SpeedPro then turned to its Roland XC-540 Pro Jet III and Roland eco-solvent inks to output the image onto Avery MPI 2077 Calendered Clear inkjet vinyl. Rogers chose to print directly onto clear vinyl, rather than pre-printing white behind the clear, he says, because he needed light to shine through the image. Limited by the 54-inch output of his printer, he printed two sections for each window and tiled them in the middle. After the install, which was applied wet to ensure a smooth finish and prevent surface bubbling, the overlap was trimmed out.

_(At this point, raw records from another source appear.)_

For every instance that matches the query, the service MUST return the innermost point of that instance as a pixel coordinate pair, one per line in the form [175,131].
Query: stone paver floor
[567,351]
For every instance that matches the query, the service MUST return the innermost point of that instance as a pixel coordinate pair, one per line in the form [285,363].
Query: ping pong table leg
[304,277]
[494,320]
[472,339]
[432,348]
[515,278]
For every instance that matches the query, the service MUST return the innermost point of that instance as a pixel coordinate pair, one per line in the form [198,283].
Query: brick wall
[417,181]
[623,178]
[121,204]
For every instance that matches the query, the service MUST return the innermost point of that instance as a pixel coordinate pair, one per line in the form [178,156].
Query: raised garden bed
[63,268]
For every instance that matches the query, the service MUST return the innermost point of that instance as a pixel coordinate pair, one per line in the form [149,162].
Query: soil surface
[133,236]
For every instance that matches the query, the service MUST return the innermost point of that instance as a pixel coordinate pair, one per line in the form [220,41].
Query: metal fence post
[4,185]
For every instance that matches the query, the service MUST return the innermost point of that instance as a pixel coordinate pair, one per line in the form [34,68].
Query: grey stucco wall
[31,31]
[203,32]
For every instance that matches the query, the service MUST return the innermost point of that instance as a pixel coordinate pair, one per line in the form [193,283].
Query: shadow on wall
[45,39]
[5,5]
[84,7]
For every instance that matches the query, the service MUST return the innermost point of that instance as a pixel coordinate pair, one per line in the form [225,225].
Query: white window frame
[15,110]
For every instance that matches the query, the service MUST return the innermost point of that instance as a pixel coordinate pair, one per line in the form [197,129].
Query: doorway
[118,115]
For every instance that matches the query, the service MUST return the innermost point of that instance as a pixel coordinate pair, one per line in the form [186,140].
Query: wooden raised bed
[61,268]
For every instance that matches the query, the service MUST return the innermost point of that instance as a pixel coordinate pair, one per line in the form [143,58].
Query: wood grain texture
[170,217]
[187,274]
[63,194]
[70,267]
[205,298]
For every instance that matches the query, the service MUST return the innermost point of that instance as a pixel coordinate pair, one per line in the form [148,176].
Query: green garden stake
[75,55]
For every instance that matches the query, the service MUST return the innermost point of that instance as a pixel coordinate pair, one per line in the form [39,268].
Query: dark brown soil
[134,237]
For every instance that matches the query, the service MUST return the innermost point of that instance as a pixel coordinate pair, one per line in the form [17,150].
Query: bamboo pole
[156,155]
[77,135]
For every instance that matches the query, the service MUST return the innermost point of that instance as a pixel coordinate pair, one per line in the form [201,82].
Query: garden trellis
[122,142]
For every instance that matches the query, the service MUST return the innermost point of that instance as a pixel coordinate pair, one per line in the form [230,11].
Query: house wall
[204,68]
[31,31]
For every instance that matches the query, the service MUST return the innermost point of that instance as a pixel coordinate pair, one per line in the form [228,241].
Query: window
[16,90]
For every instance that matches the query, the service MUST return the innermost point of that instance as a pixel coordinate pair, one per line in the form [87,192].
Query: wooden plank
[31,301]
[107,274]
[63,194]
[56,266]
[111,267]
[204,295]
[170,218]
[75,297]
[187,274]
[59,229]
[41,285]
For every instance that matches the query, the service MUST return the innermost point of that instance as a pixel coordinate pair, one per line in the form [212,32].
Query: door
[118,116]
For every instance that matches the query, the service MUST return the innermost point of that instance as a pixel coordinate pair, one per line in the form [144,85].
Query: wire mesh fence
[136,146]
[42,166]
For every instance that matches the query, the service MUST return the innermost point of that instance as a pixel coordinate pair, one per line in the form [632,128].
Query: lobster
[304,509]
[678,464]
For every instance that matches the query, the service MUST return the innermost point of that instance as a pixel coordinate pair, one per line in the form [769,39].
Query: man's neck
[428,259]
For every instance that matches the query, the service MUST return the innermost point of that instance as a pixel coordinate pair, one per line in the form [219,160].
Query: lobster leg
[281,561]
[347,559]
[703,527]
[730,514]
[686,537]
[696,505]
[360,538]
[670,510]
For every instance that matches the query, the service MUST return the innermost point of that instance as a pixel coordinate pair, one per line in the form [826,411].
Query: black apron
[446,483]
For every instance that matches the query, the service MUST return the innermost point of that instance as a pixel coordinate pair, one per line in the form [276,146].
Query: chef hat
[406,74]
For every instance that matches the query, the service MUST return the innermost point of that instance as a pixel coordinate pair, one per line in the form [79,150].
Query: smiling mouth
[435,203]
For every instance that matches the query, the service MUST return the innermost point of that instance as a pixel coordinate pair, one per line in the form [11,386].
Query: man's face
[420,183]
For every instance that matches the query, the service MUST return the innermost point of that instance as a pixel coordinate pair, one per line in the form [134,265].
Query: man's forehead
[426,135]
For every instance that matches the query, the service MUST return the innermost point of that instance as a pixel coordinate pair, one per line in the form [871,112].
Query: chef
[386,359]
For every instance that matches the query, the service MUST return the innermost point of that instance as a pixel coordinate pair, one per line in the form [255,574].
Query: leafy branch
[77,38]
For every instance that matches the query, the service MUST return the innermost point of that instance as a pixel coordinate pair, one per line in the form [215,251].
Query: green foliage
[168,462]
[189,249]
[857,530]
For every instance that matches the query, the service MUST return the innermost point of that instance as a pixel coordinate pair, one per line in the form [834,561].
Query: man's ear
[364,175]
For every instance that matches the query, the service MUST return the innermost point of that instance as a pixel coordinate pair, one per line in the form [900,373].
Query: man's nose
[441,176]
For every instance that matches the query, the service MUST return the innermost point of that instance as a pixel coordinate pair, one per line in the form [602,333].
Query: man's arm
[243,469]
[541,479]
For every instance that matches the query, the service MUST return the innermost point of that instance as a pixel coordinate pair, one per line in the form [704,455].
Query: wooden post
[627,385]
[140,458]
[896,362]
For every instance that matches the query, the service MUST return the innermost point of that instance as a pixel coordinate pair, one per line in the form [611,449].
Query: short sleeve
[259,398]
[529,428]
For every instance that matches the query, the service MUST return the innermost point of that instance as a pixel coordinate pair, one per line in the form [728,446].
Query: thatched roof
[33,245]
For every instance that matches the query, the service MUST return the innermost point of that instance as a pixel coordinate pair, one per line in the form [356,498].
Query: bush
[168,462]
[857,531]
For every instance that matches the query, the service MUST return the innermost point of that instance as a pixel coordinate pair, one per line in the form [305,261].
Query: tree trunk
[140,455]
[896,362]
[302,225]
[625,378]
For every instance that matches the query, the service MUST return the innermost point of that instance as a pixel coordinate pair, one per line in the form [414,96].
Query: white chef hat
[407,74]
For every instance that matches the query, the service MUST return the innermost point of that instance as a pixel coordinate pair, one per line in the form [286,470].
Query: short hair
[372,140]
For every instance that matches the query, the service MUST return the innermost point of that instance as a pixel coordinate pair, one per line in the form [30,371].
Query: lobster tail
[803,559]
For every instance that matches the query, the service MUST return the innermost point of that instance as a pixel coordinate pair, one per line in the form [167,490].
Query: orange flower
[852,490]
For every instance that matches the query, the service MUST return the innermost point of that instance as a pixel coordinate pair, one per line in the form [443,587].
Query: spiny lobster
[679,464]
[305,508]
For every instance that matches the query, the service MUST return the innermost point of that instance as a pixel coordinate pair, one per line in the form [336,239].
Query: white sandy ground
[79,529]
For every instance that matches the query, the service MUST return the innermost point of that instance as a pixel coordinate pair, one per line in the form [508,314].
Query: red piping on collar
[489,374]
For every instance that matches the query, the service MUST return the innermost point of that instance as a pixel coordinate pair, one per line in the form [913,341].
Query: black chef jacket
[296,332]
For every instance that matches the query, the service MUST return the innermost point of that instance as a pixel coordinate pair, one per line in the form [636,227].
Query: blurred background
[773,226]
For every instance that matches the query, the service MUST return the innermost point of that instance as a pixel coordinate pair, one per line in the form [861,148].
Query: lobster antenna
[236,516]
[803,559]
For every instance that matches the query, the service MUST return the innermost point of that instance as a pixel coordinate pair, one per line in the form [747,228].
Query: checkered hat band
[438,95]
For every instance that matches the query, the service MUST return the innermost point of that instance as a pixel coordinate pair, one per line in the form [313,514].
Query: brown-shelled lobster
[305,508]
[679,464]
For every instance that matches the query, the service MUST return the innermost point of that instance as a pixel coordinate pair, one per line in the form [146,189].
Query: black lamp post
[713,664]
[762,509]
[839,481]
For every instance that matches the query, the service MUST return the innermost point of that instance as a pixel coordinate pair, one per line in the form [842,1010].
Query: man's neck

All told, says Rogers, it was an easy project to produce, with a total print time of about 45 minutes and less than three hours to install. And the best part, he says, is that it allowed his shop to test out a process for re-creating stained glass that he stumbled upon by accident a few years ago.


“The colors were kind of dull [on a previous project], but with dark black lines, and when we saw it hanging with light coming through, we all thought, ‘Hey, that looks like stained glass!’”

In addition to the church, SpeedPro Imaging has reproduced the same technique for a number of other facilities, including a Florida pizza shop that wanted to give diners an old-world feel.

“It’s a really bright print. I blew out the contrast on the colors and printed on clear vinyl with no primer, so the glass really reflects the light and the whole image comes across the floor of the church just like stained glass.”